De 2020 a la fecha, el Consejo Ciudadano para la Seguridad y Justicia de la Ciudad de México ha recibido 51,325 reportes relacionados con personas que solicitaron préstamos a través de aplicaciones vinculadas con montadeudas. En el 62% de los casos, los usuarios reportaron amenazas o insultos durante la cobranza y en 15% señalaron haber recibido amenazas de divulgar su información por falta de pago.
El problema se concentra, además, en créditos de bajo monto: 30% de los préstamos reportados fue de hasta 1,000 pesos, mientras que 15% se ubicó entre 1,000 y 2,500 pesos y 18% entre 2,500 y 5,000 pesos.
Entre las aplicaciones mencionadas con mayor frecuencia en los reportes se encuentran Prestamax, con 11%; CashMax, Conficreo Loan y We Finanzas–Crédito Rápido, con 6% cada una; y Efectivo Hoy y Feliz Loan, con 5% cada una.
La barrera de la desconfianza
La preocupación por la seguridad no es exclusiva de quienes han enfrentado a un montadeudas. La Encuesta Nacional de Inclusión Financiera (ENIF) 2024, elaborada por INEGI y la Comisión Nacional Bancaria y de Valores (CNBV), dedica una sección específica a medir la confianza de la población en las instituciones financieras, así como problemas de fraude, robo de identidad y uso responsable de servicios financieros digitales.
En 2024, la ENIF identificó la confianza como una posible barrera para la inclusión financiera: la población que nunca ha tenido un producto financiero presenta los menores niveles de confianza, particularmente respecto a la seguridad de su dinero y la resolución de quejas.
Para el negocio del crédito digital, esto implica que la adopción no depende únicamente de ofrecer procesos más rápidos o menos requisitos. También requiere que el consumidor tenga certeza de que está contratando con una institución legítima, que sus datos estarán protegidos y que tendrá mecanismos de defensa si algo sale mal.
El reto de distinguir una fintech de un montadeudas
Los reportes del Consejo Ciudadano muestran que 8% correspondió a cobros por deudas fantasma, 8% a difamación por deuda y 6% a cobros dirigidos a contactos.

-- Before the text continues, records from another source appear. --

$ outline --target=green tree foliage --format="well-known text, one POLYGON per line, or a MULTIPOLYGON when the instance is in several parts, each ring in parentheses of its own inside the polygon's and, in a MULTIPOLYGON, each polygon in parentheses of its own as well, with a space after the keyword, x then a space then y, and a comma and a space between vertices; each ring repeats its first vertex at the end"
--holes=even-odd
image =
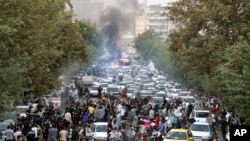
POLYGON ((242 111, 249 95, 249 58, 243 57, 249 45, 249 1, 179 0, 168 10, 177 23, 170 51, 178 76, 196 90, 219 95, 225 105, 238 106, 238 113, 249 117, 250 112, 242 111))
POLYGON ((146 60, 152 60, 157 69, 174 74, 169 44, 155 36, 153 31, 148 30, 139 35, 135 40, 135 48, 146 60))
POLYGON ((250 121, 250 44, 242 40, 225 52, 218 69, 218 89, 225 104, 250 121))
MULTIPOLYGON (((65 66, 86 61, 85 40, 64 0, 0 0, 0 8, 1 102, 27 91, 40 97, 59 84, 65 66)), ((0 103, 1 112, 8 106, 0 103)))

En otro 2% de los casos, las personas señalaron que la aplicación depositó una cantidad menor a la solicitada.
Aunque estas prácticas no representan a las fintech que operan bajo modelos formales, sí pueden contribuir a dificultar que un consumidor distinga entre una plataforma financiera legítima y una aplicación que utiliza la tecnología para realizar una cobranza ilegítima.
El Confianzómetro 2025, presentado por la Condusef en colaboración con la fintech de préstamos personales Tala, muestra precisamente uno de los desafíos que enfrenta el mercado: la capacidad de los usuarios para verificar si una oferta de crédito digital es confiable.
De acuerdo con sus resultados, sólo el 17% señaló que consulta efectivamente el Sistema de Registro de Prestadores de Servicios Financieros (SIPRES) antes de aceptar una oferta digital de crédito, aun cuando existe conocimiento de esta herramienta oficial para verificar proveedores financieros. Además, 17% abriría un enlace si se lo envía alguien conocido y 7% lo haría independientemente de su origen.
En un entorno en el que las ofertas de préstamos circulan por redes sociales, aplicaciones y mensajería, la facilidad para acceder a financiamiento puede ir acompañada de una dificultad mayor para identificar quién ofrece realmente el producto.
Sin embargo, hay un dato alentador, ya que el 76% de las personas encuestadas afirmó que no abre enlaces ni descarga aplicaciones que no reconoce.